Thursday, April 9, 2015

Food Babe vs. Science Babe: War? And Why is it OK to Call Oneself "Babe"

Science Babe's ridiculous article criticizing Food Babe on Gawker is causing a shake-up in the food blogosphere. At the crux of Science Babe Yvette Guinevere's criticism of Food Babe Vani Hari is her use of scientific terms and so-called "pseudo-science". But, is Yvette undermining actual science while failing to understand the plain English or colloquial use of expressions like toxin? Food Babe's calm and factual response addressed some of Science Babe's claims.

Toxin: definitions range from a poison produced by plants, animals or bacteria to a poison produced by any organism to poisons including man-made poisons which some refer to as toxicants. This wider broader definition or use of the word probably originated because the word toxic has broader meaning than toxin and people came to call all toxic things toxins. But, semantics aside, in the nutrition world, we regularly use the word toxin to describe things causing long-term damage to the body. This is a long understood meaning and the most famous doctors in the business. Dr. Mercola and Dr. Hyman have been using the word toxin on occasion to mean any additive or natural substance causing long-term or immediate damage. That is to say toxin does not imply one exposed to the substance will drop dead immediately. In fact the natural Bt toxin used to create GMO corn is in a safe form in the short term but most likely causes extreme long-term damage.

Science Girl (I mean is she really a babe?) seems to be on the wrong track using a semantics hit against Food Babe. Generally, junk food is bad for you. Food additives have long-term toxic effects. Unlike deadly bacteria, food additives, unhealthy ingredients in processed foods and bad eating habits tend to cause cancer, heart disease and obesity in the long run. In a science text book, we might use the word toxicant or avoid the word and just describe the problems. But Science Babe implies that these things are safe because they do not fit her definition (the narrow old-fashioned yet certainly reasonable definition) of toxin. I am quite sure from reading her blog and articles that her strong implication is these things are safe. Oddly, despite her story of losing 90 pounds, which included accelerated weight loss under Food Babe's cleaner regimen and a prescribed medication, Science Babe is wishing to lose 10 pounds that she gained back when she decided to return to a everything in moderation approach as opposed to a clean eating approach. In the article she references both her biggest drop in weight and her lowest dip in weight being while following a clean diet. She then gave up on that, went back to everything except gluten (because she has celiac's disease), (harshly ridiculed everyone who gives up gluten but does not have celiac's disease) and went on to belittle organic clean eating.
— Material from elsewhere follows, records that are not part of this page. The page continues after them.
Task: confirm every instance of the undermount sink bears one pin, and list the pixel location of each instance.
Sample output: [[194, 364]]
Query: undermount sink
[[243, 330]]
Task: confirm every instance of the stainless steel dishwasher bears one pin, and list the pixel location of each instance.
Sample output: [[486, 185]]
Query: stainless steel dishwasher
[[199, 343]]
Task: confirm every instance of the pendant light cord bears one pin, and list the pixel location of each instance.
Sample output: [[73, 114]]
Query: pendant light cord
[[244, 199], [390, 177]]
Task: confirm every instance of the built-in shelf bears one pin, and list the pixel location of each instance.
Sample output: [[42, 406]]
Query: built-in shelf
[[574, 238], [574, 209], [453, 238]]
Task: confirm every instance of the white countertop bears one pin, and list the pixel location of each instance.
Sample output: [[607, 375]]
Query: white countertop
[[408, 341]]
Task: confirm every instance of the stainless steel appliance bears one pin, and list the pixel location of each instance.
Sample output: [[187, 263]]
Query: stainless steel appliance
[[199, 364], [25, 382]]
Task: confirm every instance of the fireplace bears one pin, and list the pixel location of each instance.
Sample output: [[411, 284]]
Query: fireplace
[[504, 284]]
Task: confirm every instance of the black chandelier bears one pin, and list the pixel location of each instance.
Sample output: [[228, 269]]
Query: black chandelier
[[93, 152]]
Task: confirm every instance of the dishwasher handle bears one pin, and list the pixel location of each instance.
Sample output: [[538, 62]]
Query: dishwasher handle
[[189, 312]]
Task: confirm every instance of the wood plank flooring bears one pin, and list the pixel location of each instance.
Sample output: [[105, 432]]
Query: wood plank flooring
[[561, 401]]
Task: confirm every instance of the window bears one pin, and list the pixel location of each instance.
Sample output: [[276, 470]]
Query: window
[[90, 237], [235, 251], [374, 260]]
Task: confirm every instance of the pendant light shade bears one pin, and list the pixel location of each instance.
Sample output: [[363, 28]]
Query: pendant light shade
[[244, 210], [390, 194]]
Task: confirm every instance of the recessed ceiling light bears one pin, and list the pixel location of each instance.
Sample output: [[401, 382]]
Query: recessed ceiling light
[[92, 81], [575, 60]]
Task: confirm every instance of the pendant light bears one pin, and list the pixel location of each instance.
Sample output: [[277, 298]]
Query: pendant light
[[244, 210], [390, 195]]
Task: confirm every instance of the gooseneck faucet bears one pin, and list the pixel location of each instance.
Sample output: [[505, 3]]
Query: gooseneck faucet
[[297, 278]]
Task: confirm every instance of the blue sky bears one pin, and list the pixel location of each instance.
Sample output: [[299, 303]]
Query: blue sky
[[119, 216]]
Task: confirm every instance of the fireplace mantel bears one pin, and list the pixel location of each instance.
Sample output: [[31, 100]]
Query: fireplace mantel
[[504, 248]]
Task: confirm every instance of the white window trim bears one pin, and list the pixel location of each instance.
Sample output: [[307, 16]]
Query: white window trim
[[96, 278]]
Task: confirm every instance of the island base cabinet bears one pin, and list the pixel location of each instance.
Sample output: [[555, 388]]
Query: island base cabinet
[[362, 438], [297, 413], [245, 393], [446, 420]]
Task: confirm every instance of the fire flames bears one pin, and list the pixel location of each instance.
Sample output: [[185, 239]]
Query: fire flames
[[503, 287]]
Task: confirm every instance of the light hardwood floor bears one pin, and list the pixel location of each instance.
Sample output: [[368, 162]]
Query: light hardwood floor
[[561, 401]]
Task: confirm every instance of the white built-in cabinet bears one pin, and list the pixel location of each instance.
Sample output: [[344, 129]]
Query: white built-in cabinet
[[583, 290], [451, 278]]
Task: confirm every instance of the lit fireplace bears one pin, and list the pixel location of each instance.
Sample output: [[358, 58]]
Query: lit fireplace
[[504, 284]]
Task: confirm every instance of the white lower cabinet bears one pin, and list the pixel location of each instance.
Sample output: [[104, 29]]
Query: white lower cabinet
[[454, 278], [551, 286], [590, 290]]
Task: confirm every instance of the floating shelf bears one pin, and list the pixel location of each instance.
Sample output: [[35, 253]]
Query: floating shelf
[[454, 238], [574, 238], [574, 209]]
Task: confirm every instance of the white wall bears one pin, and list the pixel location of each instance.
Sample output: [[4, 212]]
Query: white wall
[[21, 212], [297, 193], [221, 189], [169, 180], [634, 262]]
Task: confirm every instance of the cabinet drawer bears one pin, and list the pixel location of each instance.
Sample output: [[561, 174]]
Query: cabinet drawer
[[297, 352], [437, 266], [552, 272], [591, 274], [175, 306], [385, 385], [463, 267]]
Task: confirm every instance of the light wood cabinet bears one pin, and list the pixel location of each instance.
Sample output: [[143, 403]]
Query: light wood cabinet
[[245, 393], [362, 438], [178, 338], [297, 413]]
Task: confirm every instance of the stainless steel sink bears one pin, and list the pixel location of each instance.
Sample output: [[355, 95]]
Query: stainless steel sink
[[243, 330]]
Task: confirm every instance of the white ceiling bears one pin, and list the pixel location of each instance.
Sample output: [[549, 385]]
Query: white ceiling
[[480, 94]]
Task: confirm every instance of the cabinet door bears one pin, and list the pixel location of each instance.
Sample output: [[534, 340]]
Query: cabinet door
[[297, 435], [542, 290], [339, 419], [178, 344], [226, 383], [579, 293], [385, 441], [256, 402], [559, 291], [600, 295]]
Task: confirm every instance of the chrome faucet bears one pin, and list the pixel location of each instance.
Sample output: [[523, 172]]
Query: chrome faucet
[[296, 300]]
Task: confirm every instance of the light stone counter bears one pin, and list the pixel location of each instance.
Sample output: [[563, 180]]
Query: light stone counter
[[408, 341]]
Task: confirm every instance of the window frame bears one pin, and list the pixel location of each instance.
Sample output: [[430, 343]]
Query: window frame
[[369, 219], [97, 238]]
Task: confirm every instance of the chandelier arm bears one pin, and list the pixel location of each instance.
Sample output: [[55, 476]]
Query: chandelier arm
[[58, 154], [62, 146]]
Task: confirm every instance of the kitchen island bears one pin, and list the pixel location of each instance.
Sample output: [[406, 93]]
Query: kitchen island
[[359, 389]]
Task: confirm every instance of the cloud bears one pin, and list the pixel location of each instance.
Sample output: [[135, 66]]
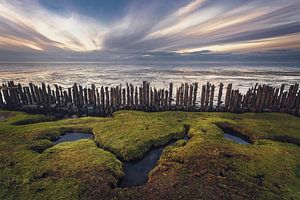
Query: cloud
[[181, 26], [31, 25]]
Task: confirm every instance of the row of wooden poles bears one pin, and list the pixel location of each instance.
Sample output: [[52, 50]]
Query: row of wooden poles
[[105, 100]]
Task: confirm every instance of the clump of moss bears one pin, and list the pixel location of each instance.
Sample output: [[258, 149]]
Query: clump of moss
[[205, 167]]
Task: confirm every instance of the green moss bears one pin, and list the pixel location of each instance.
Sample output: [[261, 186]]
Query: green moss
[[205, 167]]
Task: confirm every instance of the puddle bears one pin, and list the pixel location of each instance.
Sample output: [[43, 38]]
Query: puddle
[[136, 172], [235, 139], [67, 137]]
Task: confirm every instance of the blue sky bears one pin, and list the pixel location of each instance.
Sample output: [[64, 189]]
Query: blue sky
[[148, 29]]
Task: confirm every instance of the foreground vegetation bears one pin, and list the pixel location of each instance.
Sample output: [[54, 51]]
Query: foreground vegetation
[[206, 167]]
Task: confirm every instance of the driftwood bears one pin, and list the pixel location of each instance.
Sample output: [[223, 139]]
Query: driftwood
[[105, 100]]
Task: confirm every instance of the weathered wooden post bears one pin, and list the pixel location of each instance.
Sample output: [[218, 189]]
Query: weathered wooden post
[[170, 93], [203, 94], [211, 105], [220, 96], [107, 98], [208, 85], [195, 94], [190, 99], [1, 99], [227, 98], [136, 96]]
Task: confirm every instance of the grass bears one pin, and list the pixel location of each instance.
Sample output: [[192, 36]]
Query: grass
[[206, 167]]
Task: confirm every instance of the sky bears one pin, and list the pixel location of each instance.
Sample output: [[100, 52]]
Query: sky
[[149, 30]]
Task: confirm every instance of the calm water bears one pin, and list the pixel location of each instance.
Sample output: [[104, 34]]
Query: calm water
[[136, 172], [242, 75], [235, 139], [68, 137]]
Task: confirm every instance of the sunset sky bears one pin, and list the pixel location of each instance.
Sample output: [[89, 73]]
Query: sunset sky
[[78, 28]]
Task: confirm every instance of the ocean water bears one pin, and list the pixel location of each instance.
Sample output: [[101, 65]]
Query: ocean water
[[159, 74]]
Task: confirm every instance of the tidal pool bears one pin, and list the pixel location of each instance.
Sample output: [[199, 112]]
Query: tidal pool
[[68, 137], [136, 172], [235, 138]]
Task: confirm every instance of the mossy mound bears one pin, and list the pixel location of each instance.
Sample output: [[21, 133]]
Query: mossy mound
[[205, 167]]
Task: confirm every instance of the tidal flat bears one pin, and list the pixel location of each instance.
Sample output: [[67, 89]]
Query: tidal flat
[[207, 166]]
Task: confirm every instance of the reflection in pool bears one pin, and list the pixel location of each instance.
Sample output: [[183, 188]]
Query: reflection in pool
[[68, 137]]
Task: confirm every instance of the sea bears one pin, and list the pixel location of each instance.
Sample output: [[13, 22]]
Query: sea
[[159, 74]]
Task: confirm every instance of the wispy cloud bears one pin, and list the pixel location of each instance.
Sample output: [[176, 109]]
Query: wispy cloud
[[172, 26], [29, 24]]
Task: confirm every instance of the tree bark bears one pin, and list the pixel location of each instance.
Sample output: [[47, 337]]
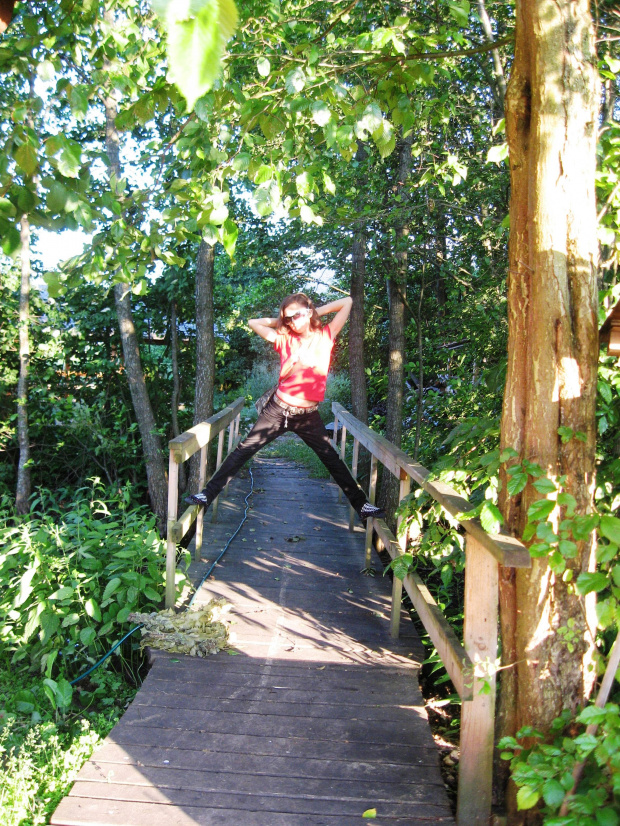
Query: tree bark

And, semantics again, Science Babe accused Food Babe of saying a lethal dose of sugar is in a Pumpkin Spice Latte. OK, it has 49 grams of sugar in grande, 62 grams in a venti. So, Food Babe says "toxic sugar." Does she mean drop dead instantly by toxic? No. But food scientists and public health advocates do want people to have the information that sugar is not merely correlated with sickness, it causes it. And, it is not alarmist to suggest there is a health crisis being caused by the type of calories people are consuming. This is not psuedo-science.

And, one more semantics issue. When we (in food and nutrition) say chemical we mean added item made in a lab. While this is obvious to our readers, apparently it is not obvious to Science Babe who assumed the dumb dumbs like Food Babe do not know WATER is technically by Science Babe's definition a chemical. OBVIOUSLY, we don't mean water when we say broad statements like chemicals in food are bad for you. It is well accepted in food science that additives are bad for you. In broad epidemiology we see that diets including foods processed with chemicals, containing chemicals added as preservatives or coloring are the worst diets in the developed world. I noticed in Food Babe's response she refers to synthetic additives, cleaning up her vocabulary after being bullied by Science Babe.

In conclusion, it seems mean-spirited to present no science at all, promote a diet no more scientifically supported and in fact proven by substantial studies to be unhealthy or less healthy than a clean diet. The nutrition blogs and articles that support clean eating, many written by doctors in the field, are a plea to play it safe. Additives that have never been tested lurk in food and drinks, unprecedented numbers of grams of sugar are added as well and there is no science even suggesting that the typical processed American diet is safe.